While the above description depicts a preferred embodiment of the invention, it is distinctly understood that many alternative configurations will be discerned by those skilled in the art and therefore, the invention is not to be deemed limited by the above description without reference to the following claims appended hereto.

Claims

1. A seismic sensor device for responding to shock and vibration, comprising:

a housing having a center post, with a first contact member supported by said post in a first position, said contact member having two upstanding flanges indicative of a first and a second contact, a second contact member supported by said post and positioned above said first contact member in a second position, said second contact member having two flanges indicative of third and fourth contacts,

an annular member positioned in said housing and between said contact members and having a conductive inner periphery and with a central aperture thereof positioned about said center post, to cause said annular member to be supported in a plurality of positions by each of said contact members with each of said positions indicative of one flange from said first contact member and one flange from said second contact member supporting the same, whereby said conductive inner periphery together with said two flanges contacting the same provides a closed circuit in a first position and due to a shock or vibration said annular member moves to break contact with at least one of said flanges indicative of a shock condition manifesting an opened circuit.

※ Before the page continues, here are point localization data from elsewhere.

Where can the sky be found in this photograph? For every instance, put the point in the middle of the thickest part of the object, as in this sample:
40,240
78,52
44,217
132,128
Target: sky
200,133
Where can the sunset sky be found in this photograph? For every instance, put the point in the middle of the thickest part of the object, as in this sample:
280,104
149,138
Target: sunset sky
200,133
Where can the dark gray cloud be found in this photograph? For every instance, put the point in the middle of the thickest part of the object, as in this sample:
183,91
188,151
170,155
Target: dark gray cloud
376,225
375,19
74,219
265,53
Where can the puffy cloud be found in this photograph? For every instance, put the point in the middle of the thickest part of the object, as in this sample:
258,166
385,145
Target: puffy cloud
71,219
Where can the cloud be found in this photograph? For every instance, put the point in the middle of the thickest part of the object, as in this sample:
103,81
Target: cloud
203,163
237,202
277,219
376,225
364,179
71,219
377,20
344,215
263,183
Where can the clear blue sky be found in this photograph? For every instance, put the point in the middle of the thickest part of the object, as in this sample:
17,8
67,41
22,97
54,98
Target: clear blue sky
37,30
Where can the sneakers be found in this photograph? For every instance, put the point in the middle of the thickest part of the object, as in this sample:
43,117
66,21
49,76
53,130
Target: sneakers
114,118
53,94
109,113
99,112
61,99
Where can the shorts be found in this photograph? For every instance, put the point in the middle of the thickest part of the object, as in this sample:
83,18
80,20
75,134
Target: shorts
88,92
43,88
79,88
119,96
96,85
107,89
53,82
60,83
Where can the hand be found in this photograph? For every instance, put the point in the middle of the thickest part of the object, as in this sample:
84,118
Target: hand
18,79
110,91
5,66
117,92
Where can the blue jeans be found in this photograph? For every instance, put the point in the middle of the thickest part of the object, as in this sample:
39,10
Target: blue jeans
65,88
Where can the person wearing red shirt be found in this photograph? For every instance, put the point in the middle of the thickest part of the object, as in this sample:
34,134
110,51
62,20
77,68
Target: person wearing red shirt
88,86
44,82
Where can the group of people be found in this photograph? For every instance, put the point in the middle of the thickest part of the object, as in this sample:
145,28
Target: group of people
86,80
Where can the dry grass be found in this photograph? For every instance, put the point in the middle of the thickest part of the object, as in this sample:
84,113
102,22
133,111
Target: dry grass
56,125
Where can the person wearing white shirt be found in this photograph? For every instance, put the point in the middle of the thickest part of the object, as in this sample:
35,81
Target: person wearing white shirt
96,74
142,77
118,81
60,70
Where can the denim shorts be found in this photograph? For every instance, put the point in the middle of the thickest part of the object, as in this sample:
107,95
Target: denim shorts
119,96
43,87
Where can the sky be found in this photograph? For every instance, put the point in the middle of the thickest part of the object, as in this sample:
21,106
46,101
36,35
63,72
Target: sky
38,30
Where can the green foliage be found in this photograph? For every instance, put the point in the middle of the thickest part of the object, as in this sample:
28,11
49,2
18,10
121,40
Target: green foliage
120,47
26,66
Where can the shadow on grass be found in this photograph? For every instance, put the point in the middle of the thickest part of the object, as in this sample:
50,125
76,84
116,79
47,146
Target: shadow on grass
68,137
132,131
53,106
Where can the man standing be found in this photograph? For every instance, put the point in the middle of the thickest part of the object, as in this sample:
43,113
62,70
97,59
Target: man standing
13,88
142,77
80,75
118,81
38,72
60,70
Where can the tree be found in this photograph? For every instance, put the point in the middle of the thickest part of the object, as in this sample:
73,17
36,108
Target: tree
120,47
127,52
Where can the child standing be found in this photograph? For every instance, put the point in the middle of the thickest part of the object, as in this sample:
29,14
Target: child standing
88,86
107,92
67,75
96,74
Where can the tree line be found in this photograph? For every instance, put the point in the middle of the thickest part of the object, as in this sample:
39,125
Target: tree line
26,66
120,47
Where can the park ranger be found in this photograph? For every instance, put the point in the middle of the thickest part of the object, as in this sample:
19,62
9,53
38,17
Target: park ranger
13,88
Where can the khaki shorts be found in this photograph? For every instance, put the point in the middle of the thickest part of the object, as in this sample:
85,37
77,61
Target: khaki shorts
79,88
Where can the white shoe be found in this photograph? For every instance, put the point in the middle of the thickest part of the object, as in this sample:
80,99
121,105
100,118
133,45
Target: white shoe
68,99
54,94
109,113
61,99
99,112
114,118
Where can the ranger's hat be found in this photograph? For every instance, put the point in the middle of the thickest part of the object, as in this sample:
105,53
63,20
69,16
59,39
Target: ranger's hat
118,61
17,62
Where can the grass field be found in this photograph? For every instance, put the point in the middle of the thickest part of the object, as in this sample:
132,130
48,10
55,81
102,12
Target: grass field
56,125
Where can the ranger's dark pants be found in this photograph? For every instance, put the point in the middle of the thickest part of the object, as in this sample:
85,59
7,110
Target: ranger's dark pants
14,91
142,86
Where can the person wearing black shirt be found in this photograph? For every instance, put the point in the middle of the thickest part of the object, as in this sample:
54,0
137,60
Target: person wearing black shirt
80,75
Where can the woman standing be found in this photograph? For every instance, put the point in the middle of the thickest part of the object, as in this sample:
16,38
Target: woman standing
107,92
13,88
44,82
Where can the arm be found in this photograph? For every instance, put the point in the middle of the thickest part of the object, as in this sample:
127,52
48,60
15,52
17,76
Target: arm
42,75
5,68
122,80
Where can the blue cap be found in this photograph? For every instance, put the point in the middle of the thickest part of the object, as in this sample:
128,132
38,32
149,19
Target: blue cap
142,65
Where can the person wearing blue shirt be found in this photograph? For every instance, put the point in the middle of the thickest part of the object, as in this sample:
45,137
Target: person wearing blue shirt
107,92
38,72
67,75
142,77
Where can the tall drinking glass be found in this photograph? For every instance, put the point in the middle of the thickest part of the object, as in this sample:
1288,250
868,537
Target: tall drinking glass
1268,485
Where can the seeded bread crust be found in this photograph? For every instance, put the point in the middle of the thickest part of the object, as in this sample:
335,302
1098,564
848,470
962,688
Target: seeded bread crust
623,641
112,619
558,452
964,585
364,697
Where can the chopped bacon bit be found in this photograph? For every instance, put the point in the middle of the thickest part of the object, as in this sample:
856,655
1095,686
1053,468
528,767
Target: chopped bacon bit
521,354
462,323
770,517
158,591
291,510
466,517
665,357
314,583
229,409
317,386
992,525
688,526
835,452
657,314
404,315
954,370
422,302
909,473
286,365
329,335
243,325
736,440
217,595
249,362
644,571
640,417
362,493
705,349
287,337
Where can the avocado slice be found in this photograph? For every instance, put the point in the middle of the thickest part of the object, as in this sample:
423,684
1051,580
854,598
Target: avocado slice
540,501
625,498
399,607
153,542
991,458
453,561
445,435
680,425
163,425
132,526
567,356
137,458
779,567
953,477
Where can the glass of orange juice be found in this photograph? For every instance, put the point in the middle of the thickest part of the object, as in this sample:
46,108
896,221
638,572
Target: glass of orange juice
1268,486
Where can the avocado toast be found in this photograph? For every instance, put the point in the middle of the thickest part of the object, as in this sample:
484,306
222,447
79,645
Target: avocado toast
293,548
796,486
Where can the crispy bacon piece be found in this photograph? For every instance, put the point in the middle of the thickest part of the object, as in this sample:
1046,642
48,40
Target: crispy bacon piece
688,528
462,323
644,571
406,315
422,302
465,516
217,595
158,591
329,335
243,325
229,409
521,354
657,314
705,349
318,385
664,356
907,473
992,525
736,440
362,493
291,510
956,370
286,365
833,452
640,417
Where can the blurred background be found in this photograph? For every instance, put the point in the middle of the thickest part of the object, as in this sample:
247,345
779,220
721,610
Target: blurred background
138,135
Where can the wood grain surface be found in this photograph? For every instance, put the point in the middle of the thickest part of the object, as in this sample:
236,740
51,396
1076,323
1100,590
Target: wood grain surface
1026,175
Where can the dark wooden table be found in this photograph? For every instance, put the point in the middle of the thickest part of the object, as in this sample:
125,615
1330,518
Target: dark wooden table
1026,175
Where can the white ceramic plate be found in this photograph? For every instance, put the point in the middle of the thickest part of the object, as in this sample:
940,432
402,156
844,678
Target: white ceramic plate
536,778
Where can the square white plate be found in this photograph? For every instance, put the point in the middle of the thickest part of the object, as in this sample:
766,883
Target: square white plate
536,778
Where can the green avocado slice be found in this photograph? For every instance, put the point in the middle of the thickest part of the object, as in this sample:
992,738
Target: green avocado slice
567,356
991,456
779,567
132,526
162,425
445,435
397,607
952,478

2. The seismic sensor device according to claim 1 wherein said center post has four extending slots positioned about the outer surface of said post and directed from the top to the bottom of said post, with said first contact member having said two upstanding flanges inserted into two opposed slots, and with said second contact member having said two upstanding flanges inserted into two other opposed slots.

3. The seismic sensor device according to claim 1 wherein said annular member is a toroid.

4. The seismic sensor device according to claim 2 wherein said slots are positioned one from the other at ninety degree intervals about said center post with opposed slots positioned about the same diameter, to allow said sensor to assume any one of four distinct vertical mounting positions.

5. The seismic sensor device according to claim 2 wherein said housing includes a plurality of extending projections located about said center post for positioning said annular member above said first contact member.

6. A seismic sensor device for responding to shock and vibration, comprising:

a housing having a center post with four radial slots positioned about the periphery at intervals of approximately ninety degrees, with said slots directed from the top to the bottom of said housing;

a first contact member positioned in said housing, said first contact member having two upstanding tine like projections inserted into two opposing radial slots relatively on the same diameter of said post;

a toroidal member positioned in said housing above said first contact member and having a conductive inner periphery positioned about said center post;

a second contact member positioned in said housing, and having two depending tine like projections inserted into the other two opposing slots and positioned above said toroidal member, whereby one tine of each contact member is in contact with said conductive inner periphery to support said toroidal member in any one of four unique positions, whereby when said housing is subjected to a force, said toroidal member moves off a contact to provide an indication of said force.

7. The seismic sensor device according to claim 6 further including:

a plurality of dome topped posts positioned peripherally about a section of said center post to position said toroidal member above said first contact member.

8. The seismic sensor device according to claim 6 further including:

a cable accommodating aperture located in a sidewall of said housing, with a cable inserted and connected to said first and second contact members.

9. The seismic sensor device according to claim 8 further including a post located in said housing adjacent said cable accommodating aperture to restrain the penetration of said cable into said housing.